An explosion in oil-rich Gbaramatu Kingdom in the Niger Delta blew up oil pipelines on Wednesday leading to the spilling of massive, but yet to be specified volume of oil.
Residents of Gbaramatu community alleged that the explosion was from an un-detonated bomb used in February by men of "Operation Restore Hope" in the community while destroying barges belonging to illegal oil bunkers.
The "Operation Restore Hope" is the military task force assigned by the Nigerian government to stop oil thieves and ensure that peace is restored in the turbulent Niger Delta.
No representative from the "Operation Restore Hope" was available for comments at the time of this report.

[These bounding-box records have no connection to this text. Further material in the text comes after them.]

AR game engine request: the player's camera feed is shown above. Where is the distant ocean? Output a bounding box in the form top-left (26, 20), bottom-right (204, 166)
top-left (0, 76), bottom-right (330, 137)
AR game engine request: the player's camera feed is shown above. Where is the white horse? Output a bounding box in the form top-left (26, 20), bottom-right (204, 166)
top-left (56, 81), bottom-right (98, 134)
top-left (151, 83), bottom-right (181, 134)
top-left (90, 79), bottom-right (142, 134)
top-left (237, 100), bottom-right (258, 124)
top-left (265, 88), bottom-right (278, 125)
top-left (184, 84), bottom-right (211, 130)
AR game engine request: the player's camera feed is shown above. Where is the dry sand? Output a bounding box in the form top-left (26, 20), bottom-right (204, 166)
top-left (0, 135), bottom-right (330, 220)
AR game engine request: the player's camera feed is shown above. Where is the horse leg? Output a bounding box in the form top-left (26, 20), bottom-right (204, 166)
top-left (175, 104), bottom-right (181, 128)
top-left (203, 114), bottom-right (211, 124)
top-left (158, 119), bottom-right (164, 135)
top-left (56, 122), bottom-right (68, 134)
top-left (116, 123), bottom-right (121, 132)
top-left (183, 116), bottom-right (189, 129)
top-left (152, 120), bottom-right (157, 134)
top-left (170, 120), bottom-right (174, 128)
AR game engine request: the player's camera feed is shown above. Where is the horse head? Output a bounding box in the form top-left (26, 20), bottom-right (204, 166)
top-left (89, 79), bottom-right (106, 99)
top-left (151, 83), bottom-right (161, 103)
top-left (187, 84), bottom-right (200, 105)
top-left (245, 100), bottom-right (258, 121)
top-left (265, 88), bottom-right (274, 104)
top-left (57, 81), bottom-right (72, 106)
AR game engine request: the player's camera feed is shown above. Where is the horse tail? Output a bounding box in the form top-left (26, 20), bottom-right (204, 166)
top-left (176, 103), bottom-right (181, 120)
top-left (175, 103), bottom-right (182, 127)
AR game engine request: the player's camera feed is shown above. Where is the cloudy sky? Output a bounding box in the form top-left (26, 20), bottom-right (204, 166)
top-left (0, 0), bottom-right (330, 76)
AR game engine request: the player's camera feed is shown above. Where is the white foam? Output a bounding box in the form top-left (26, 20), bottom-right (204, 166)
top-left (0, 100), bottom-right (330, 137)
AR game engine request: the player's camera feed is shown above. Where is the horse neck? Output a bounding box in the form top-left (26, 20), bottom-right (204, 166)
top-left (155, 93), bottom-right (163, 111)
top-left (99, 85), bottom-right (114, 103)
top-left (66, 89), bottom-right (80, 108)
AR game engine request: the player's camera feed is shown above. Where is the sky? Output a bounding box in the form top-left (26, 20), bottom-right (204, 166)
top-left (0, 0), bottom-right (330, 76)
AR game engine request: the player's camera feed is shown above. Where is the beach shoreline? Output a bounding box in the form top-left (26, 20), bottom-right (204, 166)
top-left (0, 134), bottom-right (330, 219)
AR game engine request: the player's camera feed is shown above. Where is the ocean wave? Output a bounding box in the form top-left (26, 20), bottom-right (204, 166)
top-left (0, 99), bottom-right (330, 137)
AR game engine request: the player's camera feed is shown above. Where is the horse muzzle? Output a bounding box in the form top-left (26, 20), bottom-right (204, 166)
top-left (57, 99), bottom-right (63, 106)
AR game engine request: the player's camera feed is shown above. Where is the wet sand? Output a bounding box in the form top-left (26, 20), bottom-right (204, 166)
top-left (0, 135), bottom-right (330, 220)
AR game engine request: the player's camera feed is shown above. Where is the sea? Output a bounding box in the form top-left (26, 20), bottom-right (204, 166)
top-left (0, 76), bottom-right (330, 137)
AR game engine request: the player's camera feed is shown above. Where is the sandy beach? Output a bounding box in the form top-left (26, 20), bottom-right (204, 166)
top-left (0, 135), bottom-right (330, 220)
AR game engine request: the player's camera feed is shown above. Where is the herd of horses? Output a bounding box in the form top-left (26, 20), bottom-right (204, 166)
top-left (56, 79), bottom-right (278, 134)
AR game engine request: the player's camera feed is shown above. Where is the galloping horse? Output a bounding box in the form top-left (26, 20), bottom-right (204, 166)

Shell Petroleum Development Company (SPDC) is the major oil company operating in the area.
However, a SPDC public relations official who refused to be identified told Xinhua that he had not received any information about it.
Shell and Gbaramatu Kingdom had been having a face-off since January, leading to the abduction of nine expatriate oil workers of Houston, Texas-based oil service company, Wilbros Group.
The oil service company was laying pipelines for Shell when its workers were abducted. The nine hostages, including three Americans, two Egyptians, two Thais, one Briton and one Filipino, were seized on February 18 by militants belonging to the Movement for the Emancipation of the Niger Delta (MEND).
A government committee headed by James Ibori, governor of the southern state of Delta, was set up immediately after the seizure to secure the speedy release of the hostages through dialogue.
The MEND, however, in an email statement to Xinhua on Monday, said they "have had no contact with the Ibori led committee and have no intention of doing so."
"Recently we intimated the media of our willingness to release all low value hostages. The Delta state government today (Monday) capitalized on this suggestion, claiming we had undertaken to release the hostages in batches. This is a fraudulent claim," it said.
"In this regard, the suggested release of any hostage has been suspended indefinitely," it stated.
Recent attacks by the militants on oil facilities in the west African country, the largest oil producer in sub-Sahara Africa, has cut production by 455,000 barrels per day (bpd) of production, or 19 percent the country's total output, and help push up world oil prices.